Q: How long did it take before you felt like yourself again?
A: Probably a year-and-a-half. But I set myself back a year by initially coming back too soon.

Q: How do you feel now?
A: Great.

Q: Is it hard for you to believe that you’ll be 50 in September?
A: Yes. Yes. Next question (smile). Halfway to 100.

Q: What do you remember about Carmelo Anthony at Syracuse?
A: First time I saw Carmelo Anthony play was in Venezuela for the USA team, coached by Ernie Kent. I was actually chasing a prospect named Aaron Brooks, who ended up going to Oregon. You could tell Melo was special. His feel for the game, and his gift for scoring, is as special as anyone in the NBA. At Syracuse, Carmelo was one of those rare freshmen that was able to put his team on his back and then carry them to the promised land — Mike Bibby at Arizona in ‘97 … Pervis Ellison with Louisville … Carmelo.

Q: Do you think Carmelo Anthony is perfect for New York?
A: Yes.

Q: Why?
A: This is home. After what he did at Syracuse, and the experience he had there, it makes the Knicks a natural fit for him to finish his career here.

Q: But he wants to win a championship.
A: He could be part of the solution. He could be part of building that championship by staying and helping management and the coaches put together the pieces that will create the opportunity for a championship. I think long term, if he looks at the rest of his life, if he looks at the next 40 years, it makes more sense to stay in New York than it does to start over again somewhere else, because there’s no guarantee that where you go is going to lead to a championship, and now you’ve left your home and a place that for the rest of his life will be an epicenter for all things Carmelo Anthony.

Q: Jason Kidd?
A: In high school and college, he was as dominant a point guard as any that I can remember. His will to win, physicality, his ability to impose his will on opponents, was second to none. And defensively, his ball-hawking ability, his anticipation, the physical nature that he played the game with, set him apart from any of his peers.

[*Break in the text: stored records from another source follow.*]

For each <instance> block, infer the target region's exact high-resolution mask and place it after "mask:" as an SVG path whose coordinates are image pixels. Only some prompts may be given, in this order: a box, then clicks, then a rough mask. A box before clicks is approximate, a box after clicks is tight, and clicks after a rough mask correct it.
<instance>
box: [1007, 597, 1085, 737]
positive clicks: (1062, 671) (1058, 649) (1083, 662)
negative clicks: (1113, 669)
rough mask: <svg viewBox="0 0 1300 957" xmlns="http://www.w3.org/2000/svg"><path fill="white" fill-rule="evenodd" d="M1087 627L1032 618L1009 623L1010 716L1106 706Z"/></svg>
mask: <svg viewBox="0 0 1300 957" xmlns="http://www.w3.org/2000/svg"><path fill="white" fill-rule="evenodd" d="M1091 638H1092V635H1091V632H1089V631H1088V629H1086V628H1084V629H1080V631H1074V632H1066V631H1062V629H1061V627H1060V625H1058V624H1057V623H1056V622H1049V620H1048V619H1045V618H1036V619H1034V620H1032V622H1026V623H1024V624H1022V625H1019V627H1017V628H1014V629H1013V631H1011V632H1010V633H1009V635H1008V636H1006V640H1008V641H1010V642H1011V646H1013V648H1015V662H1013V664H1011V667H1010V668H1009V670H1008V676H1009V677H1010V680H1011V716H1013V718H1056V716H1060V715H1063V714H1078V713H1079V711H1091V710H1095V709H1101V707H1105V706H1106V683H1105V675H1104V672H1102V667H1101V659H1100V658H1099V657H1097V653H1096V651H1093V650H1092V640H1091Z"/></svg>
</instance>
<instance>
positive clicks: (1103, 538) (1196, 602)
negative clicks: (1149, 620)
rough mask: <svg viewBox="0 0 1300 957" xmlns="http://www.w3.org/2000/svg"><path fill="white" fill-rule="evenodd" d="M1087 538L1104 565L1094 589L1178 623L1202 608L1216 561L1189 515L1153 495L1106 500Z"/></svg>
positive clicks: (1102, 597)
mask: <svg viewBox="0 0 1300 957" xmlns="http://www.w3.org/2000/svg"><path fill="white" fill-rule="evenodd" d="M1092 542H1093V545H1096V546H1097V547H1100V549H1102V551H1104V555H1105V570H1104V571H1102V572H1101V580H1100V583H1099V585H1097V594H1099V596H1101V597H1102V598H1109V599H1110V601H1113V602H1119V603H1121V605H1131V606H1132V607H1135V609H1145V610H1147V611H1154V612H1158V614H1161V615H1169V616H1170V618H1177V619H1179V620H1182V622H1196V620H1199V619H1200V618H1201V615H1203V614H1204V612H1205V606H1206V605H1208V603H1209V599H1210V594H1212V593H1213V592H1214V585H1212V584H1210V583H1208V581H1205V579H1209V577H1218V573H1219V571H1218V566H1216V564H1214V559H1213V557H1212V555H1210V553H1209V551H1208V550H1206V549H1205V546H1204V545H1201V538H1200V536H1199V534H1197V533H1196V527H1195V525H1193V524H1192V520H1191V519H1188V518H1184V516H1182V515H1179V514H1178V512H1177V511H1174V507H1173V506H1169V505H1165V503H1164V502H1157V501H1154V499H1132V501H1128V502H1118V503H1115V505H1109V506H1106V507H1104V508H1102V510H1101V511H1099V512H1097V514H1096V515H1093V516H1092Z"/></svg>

Q: How come he didn’t go to UCLA?
A: Cal blanketed him well. Lou Campanelli was the head coach, Todd Bozeman was an assistant at the time, and they built a wall around St. Joseph’s High School, as they should. They enhanced the odds greatly that Jason Kidd was going to be playing for the Bears.

Q: Why is helping the homeless such a cause for you?
A: You go back to your upbringing, and the values that your parents and mentors instilled. Helping others, extending the olive branch, service, compassion, thoughtfulness, generosity. … Those were aspects that were modeled by my parents when I grew up as a kid.

Q: Do you feel like a New Yorker?
A: I do feel like a New Yorker. When I come out of the apartment in the morning and hit the sidewalk immediately I feel the vital signs go north, the adrenaline, the energy is intoxicating.